The Company's estimated annual 2021 effective tax rate, excluding discrete events, is approximately 27%. We file income tax returns in the U.S., state and foreign income tax returns jurisdictions. We are subject to U.S. income tax examinations for tax years 2017 to present, and to non-U.S. income tax examinations for the tax years 2016 to present.
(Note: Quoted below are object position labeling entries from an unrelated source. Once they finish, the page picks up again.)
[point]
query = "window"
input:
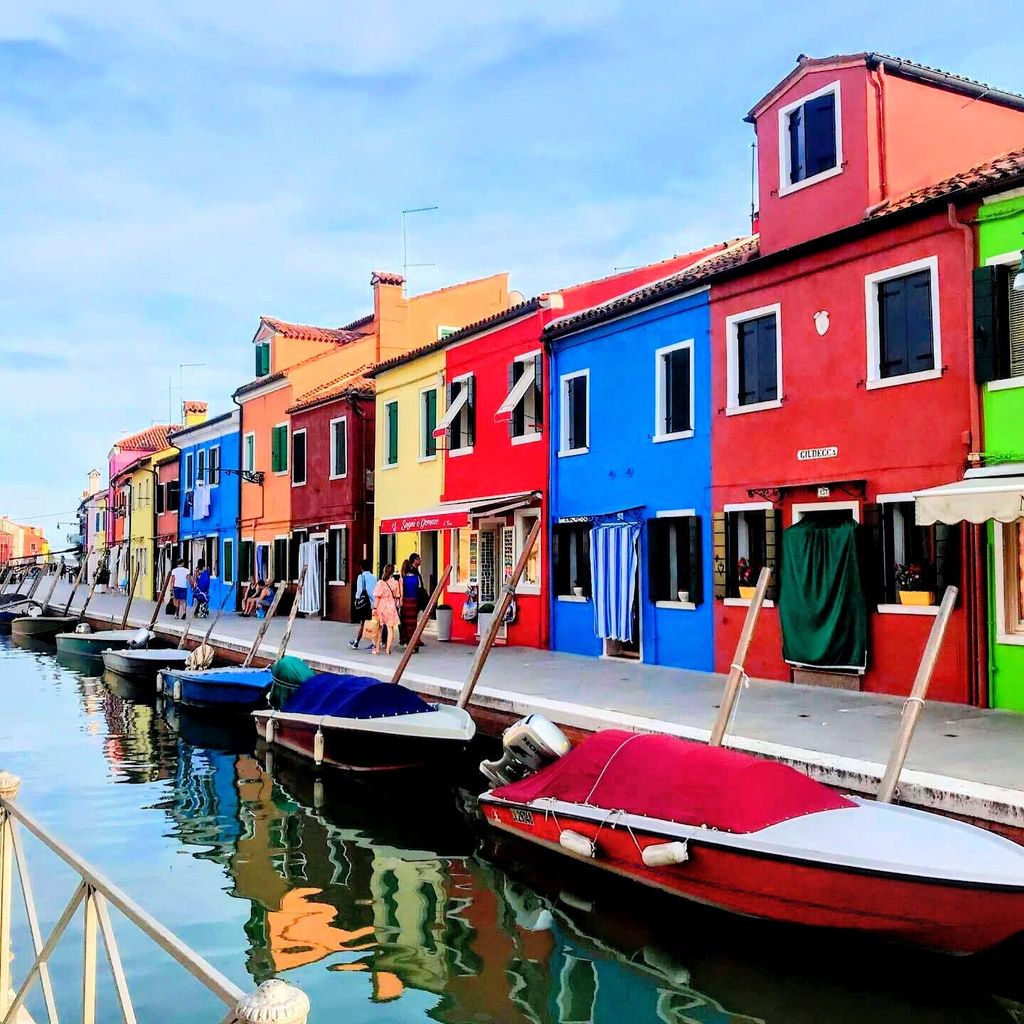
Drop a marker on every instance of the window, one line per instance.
(228, 563)
(262, 358)
(754, 360)
(675, 564)
(339, 448)
(998, 322)
(903, 324)
(574, 413)
(570, 558)
(390, 434)
(524, 402)
(428, 423)
(298, 458)
(745, 541)
(899, 542)
(810, 139)
(337, 554)
(279, 449)
(674, 391)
In addition, we are subject to
state and local income tax examinations for the tax years 2016 to present. The Company continues to evaluate its need to file returns in various state jurisdictions. Any interest or penalties would be recognized as a component of income tax expense.

Coronavirus Aid, Relief, and Economic Security Act

The Coronavirus Aid, Relief, and Economic Security Act (the “CARES Act”) was enacted on March 27, 2020, and includes a retroactive correction to the 2017 Tax Cuts and Jobs Act that allows for much faster depreciation of qualified improvement property that is placed in service after December 31, 2017. Under current rules, the calculation of depreciation or repair deductions for prior years can be recomputed and a one-time catch-up adjustment is allowed in the current tax year for missed deductions. The adjustment is the difference between depreciation or repair deductions claimed versus depreciation or repair deductions that could have been claimed by the end of the prior tax year and does not require amending any prior year tax returns. The Company completed the prior year adjustment and the current-year catch up with the 2019 tax return as filed in the fourth quarter of 2020 resulting in a increase to our deferred tax liability of $4.7 million. For tax years 2020 and forward, the Company includes this treatment for our qualified property placed in service.

American Rescue Plan Act
On March 11, 2021, the American Rescue Plan Act (the “ARM”) was enacted and signed into law. The ARM is an economic stimulus package in response to the COVID-19 pandemic, which contains tax provisions that are not expected to have a material impact to our consolidated financial statements. In accordance with accounting standards for income taxes, the impact of this new tax legislation was taken into account in our first quarter of 2021, the period in which it was enacted.